From a little bit different perspective, I used to teach martial arts classes to women, men and children. One thing that was missing was training on what the escalation to an attack usually involves. Many trainers teach that there is an escalation of threats leading up to a physical attack (for example: aggressive behavior, followed by aggressive language, then testing out the victim by trying to intimidate them into giving what the attacker wants, followed by physical violence, at which point the supposed victim would react and fight back), and that an assertive acton by the intended victim can deter the attack. My training and experience says 'not so', that often the escalation part of attacks occurs well outside of the range of detection and control of the victim.
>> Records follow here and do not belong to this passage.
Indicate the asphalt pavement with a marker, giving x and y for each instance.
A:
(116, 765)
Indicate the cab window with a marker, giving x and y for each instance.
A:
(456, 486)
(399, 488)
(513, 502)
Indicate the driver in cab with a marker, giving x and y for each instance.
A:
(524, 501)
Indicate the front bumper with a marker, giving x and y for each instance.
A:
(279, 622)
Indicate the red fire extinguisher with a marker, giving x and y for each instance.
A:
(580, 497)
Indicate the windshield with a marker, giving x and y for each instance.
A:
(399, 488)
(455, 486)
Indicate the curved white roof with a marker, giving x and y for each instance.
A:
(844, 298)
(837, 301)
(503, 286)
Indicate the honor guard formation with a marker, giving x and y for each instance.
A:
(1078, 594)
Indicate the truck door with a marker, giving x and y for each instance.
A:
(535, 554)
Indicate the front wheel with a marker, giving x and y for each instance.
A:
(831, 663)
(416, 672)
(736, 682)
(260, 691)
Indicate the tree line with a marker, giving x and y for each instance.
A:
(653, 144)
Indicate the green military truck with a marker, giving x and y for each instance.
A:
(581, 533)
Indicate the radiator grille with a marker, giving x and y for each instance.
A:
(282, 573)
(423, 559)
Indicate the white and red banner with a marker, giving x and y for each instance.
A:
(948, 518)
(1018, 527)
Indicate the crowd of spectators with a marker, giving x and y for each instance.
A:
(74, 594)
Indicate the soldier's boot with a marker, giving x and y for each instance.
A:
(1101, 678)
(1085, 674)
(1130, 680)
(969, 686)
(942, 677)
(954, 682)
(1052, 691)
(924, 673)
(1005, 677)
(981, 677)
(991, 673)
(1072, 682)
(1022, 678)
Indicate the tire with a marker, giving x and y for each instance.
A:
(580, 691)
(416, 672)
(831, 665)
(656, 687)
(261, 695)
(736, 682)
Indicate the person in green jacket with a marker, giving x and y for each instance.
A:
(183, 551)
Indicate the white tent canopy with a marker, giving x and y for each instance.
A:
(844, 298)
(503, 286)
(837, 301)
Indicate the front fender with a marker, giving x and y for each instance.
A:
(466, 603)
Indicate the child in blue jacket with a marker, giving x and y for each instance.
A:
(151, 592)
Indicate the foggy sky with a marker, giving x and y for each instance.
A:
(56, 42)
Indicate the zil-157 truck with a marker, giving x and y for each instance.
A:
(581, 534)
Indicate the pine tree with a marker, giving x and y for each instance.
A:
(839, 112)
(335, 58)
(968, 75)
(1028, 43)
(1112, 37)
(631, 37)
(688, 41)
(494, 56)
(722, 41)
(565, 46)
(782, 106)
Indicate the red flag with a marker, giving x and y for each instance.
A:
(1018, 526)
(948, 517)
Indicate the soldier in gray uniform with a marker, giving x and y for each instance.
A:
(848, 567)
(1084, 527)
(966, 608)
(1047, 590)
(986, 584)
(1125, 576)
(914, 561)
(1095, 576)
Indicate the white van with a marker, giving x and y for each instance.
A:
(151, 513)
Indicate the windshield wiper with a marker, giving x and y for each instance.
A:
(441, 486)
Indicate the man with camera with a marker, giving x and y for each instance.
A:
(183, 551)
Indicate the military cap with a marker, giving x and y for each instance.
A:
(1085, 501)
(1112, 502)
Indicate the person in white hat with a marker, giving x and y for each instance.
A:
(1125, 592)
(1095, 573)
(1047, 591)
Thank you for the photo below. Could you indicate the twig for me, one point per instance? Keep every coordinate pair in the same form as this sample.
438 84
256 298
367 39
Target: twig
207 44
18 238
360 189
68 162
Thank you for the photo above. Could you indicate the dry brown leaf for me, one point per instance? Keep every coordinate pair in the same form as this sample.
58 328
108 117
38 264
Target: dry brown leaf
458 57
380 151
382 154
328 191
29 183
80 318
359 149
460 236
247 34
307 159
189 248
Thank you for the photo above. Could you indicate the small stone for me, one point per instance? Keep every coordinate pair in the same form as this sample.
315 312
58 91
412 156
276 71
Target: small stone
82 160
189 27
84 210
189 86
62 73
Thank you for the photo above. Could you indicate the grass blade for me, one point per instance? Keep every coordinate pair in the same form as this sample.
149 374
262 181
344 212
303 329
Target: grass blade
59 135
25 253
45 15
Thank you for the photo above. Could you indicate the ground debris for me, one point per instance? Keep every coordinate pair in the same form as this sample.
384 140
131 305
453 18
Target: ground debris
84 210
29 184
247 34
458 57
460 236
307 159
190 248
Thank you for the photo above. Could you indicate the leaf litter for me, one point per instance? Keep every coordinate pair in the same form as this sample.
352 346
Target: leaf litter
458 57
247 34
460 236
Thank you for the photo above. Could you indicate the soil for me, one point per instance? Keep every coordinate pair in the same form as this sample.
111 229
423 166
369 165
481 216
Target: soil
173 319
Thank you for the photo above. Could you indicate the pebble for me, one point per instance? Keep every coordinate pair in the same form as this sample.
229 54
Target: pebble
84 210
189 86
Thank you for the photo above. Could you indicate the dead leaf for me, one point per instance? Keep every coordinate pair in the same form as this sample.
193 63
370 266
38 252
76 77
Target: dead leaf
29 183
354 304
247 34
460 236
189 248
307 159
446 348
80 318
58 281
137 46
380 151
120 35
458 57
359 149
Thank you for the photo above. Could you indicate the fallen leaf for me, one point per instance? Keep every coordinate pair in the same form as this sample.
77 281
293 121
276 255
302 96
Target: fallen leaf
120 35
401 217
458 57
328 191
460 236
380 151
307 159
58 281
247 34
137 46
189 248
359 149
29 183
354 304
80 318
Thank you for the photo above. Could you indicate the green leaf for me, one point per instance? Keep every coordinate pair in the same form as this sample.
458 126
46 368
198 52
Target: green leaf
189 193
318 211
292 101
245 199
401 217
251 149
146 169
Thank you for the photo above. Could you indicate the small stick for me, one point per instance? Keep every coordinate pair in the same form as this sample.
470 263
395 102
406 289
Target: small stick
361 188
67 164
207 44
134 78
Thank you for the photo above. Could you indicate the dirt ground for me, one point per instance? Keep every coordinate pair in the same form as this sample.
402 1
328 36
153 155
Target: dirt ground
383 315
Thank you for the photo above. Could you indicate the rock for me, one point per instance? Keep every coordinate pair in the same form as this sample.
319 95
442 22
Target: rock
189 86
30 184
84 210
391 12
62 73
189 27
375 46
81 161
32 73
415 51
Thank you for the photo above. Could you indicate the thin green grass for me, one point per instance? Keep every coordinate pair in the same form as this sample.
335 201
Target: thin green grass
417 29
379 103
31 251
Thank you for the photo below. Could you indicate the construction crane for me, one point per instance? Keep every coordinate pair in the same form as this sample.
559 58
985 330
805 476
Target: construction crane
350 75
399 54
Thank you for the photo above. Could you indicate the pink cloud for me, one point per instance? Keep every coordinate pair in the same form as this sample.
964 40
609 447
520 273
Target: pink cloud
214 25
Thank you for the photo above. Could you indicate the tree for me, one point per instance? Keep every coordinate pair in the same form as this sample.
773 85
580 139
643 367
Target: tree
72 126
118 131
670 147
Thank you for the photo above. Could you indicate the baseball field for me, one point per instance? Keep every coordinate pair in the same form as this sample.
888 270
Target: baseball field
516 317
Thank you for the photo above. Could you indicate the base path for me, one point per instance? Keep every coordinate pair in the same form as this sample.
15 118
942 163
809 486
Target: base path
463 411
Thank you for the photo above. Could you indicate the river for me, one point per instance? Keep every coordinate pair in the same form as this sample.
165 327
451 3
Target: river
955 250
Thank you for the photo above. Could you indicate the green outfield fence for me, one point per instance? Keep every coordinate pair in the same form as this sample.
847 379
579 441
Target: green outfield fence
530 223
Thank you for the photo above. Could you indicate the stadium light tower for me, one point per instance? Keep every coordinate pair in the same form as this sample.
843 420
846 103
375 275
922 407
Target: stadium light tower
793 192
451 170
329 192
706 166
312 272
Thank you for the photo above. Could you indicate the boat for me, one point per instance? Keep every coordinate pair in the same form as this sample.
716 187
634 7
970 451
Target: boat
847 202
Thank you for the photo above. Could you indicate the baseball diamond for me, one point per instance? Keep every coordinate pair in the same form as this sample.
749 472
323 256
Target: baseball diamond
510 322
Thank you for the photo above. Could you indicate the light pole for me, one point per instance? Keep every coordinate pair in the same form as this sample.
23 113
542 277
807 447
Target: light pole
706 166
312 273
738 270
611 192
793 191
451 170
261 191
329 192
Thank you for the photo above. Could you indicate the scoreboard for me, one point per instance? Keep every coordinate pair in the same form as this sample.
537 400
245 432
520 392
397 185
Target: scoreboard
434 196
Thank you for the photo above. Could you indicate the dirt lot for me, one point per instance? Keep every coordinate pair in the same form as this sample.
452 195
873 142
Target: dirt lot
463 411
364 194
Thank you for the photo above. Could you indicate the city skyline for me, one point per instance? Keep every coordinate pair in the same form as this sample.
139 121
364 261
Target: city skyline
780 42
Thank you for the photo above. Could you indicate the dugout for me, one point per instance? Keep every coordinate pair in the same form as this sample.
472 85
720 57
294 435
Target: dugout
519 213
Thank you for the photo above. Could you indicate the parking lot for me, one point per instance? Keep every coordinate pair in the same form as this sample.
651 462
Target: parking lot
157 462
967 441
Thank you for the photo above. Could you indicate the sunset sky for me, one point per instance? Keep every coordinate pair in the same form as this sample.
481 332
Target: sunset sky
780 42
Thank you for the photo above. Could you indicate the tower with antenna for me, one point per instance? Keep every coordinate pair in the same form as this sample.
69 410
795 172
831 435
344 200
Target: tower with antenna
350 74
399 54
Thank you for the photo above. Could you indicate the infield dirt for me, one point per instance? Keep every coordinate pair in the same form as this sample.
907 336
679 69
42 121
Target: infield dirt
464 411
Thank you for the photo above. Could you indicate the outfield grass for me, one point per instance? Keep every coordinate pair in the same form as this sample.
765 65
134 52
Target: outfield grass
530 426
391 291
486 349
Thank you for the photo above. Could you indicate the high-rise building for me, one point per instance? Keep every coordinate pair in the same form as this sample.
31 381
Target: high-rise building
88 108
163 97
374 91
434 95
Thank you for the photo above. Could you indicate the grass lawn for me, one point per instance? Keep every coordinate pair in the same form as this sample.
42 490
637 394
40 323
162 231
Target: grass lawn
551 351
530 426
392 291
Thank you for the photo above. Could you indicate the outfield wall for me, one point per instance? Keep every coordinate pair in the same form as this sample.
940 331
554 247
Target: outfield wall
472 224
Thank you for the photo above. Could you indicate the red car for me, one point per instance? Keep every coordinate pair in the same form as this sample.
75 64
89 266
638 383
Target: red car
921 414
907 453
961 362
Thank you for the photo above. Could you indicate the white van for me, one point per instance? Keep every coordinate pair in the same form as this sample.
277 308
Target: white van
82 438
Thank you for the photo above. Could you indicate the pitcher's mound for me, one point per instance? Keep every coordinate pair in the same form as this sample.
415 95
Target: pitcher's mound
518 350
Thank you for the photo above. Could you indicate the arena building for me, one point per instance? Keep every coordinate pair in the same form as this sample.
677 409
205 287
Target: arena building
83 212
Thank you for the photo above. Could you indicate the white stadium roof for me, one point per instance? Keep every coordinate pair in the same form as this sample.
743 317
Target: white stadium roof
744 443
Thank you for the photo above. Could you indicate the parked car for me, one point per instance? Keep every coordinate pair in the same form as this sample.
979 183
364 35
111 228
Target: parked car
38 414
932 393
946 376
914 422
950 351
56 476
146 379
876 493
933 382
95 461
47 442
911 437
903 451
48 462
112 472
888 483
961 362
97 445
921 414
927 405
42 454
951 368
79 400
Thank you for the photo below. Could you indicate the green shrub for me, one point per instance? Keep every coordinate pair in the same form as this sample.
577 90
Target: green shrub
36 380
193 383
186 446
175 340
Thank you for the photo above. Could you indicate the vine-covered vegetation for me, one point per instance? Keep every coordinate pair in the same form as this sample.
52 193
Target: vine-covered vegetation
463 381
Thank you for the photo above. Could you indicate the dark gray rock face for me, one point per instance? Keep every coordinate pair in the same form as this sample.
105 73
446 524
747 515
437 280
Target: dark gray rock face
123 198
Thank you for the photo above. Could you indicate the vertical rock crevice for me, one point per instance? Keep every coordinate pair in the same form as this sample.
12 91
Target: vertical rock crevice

Consider the Taliban in Afghanistan training to attack the World Trade Center, Japanese in Manchuria training to attack Pearl Harbor, street punks in a basement training to attack a woman in a parking lot. Often the attacks are rapid and violent, stunning the victims into inaction. Women and men alike are not used to sudden attacks and do not generally train for them. A man walking from a building as a woman walks towards the building, they pass, and suddenly the man grabs the woman and body-slams her against a car, hits her once or twice, then does whatever his intent was to begin with. A man walking on the street, a cleancut teen walking beside him suddenly strikes him on the throat and the backs of the legs, then kicks him in the head, then proceeds with the intent of the attack. No warning, brutal, ultra-violent. These are the attacks it is hard to prepare and train for, you have to train your mind to respond in a martial manner. I feel it will have to be the same with firearms training. Do not learn to deter the attack, learn to keep your head and retaliate when you have been surprised.
When I worked in a retail gun shop, we often had people come in and buy a gun who said they had no intention of actually shooting someone, but just wanted it 'just in case'. Many of these were women and older gentlemen. Many men would come in and buy a gun, a holster, a couple of boxes of ammo, and had the intention of at least becoming familiar with the operation and handling of the firearm in case they needed to use it. I will not address the mindset of the purchasers (i.e. decision to kill if necessary), I do not know what that was as it was not within the scope of my job to interview purchasers as to their intent and resolution in case of need. I just sold guns and ammo and hunting licenses, not warrior training.
So, long roundabout way to answer the question, I would say that the first thing anyone looking for training will need to address is the gun owners' willingness and resolution to use lethal force if needed. And, BTW, I feel this is one area most concealed carry classes do not address in depth.